Atingido, caí no chão manchado de sangue e chorei. Eu encolhi-me, gritando, não por causa das palavras que o órgão disse.
Mas sim porque elas foram ditas pela minha voz.
Finalmente, testemunhei a verdade que tinha tentado enterrar tão profundamente. O verme, a máquina, a loucura que guiava minhas mãos. Era eu.
Eu sou o verme.
Não sei o que me compeliu a ficar de pé. Eu não senti esperança. Eu não senti medo. Como um autômato, eu poderia apenas mover-me para frente, para enfrentar uma revelação.
Dia ??
Quando cheguei no núcleo de minha grande máquina, encontrei meu filho.
A máquina não era uma arma para prender o verme. Não era uma arca para carregar-nos para a salvação. Eu havia buscado exilar a mim mesmo de uma existência monstruosa e, em minha covardia e medo, transformei em um monstro. Tornei-me o verme. Construí uma casca para esconder-me em seu interior. Um motor para empurrar-me para longe da dor, do desespero que havia clamado minha sanidade.
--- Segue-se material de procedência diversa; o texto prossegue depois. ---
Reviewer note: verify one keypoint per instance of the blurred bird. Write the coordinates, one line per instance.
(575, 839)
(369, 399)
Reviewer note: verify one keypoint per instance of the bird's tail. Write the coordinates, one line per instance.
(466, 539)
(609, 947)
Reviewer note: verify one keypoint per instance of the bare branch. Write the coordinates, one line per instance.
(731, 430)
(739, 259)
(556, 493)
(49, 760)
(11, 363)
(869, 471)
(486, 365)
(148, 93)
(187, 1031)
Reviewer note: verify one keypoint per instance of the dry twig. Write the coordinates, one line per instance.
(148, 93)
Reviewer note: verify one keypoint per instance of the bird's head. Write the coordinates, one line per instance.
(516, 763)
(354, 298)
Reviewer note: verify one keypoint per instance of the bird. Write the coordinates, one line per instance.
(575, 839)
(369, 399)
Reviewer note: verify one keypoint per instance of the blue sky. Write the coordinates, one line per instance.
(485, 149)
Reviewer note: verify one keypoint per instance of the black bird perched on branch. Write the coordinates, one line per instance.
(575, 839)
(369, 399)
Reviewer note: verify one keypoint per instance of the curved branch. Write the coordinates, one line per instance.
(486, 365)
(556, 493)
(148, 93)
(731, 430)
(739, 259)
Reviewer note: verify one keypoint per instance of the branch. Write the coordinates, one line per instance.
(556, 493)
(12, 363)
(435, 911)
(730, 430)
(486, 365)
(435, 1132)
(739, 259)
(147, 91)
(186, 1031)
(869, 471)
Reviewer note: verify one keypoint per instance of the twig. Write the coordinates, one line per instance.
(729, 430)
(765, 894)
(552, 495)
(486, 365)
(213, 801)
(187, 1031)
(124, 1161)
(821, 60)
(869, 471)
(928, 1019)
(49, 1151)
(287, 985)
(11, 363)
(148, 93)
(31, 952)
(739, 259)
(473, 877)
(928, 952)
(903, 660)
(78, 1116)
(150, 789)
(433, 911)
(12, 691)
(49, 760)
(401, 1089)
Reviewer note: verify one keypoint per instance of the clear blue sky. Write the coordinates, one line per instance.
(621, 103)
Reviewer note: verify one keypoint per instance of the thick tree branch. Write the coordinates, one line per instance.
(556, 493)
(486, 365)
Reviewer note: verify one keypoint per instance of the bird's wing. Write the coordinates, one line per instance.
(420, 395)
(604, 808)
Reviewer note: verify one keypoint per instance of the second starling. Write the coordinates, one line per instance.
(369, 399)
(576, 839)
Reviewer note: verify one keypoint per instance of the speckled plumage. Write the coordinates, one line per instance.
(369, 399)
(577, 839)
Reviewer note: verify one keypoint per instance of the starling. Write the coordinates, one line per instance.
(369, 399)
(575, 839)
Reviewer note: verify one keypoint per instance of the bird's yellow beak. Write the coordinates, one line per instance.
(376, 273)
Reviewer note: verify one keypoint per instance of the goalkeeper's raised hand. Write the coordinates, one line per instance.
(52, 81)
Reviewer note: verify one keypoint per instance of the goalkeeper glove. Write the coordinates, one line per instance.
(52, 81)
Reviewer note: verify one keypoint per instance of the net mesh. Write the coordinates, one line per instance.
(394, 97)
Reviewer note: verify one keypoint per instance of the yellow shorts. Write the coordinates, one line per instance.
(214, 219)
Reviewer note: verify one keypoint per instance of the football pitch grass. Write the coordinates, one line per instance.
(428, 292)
Para abandonar a criação e a distância gélida de Deus. Mas ela não funcionária sem um catalizador.
Simon.
Tão cheio de esperança e fé, tão cheio de amor e sonhos. Como eu invejava sua força. Como eu invejava sua ignorância. Eu ansiava o momento em que me envolveria naquela bondade e me esconderia do mundo. Eu puxei a alavanca da minha grande máquina e ela bebeu o sangue diretamente do coração do seu corpo sem vida, bombeando-o para cada cano e pistão. Eu acreditei que seu amor carregaria-nos ao paraíso.
Mas ele estava manchado pela minha loucura, pelo meu ato de assassinato. Eu sonhava com a paz e isso trouxe-me para um limbo imutável. Eu exigia o paraíso, mas merecia apenas a perdição.
E eu estava tão horrorizado pelo que eu havia feito com você que eu não conseguia encarar os fatos. Eu falava de você como se você estivesse ali, comigo. Sorria como se pudesse ver você sorrindo para mim. Quando Clarice percebera o que eu havia feito, o que eu era, ela levou Simone para longe antes… antes que eu pudesse buscá-la também.
Este lugar está cheio de memórias suas, Simon. São elas os últimos pedaços esfarrapados de amor que você tem por mim? Ou elas estão aqui para insultar-me e punir-me, como os homens-feras que perseguem-me através dos corredores com certeza estão?
Eu não sei se algum de vocês pode perdoar-me. Eu apenas sei que prometi salvar meu filho. Prometi matar o verme. Deixo esse diário para trás, na esperança de que algum dia, de alguma forma, alguém saiba o que fiz e lembre dos homens e mulheres que condenei a danação com meu egoísmo. Meu medo.
Eu jogo-me em seus dentes.
que meus ossos possam entupir suas tripas.
Eu sou o verme.
E o Ouroboros deve devorar a si mesmo.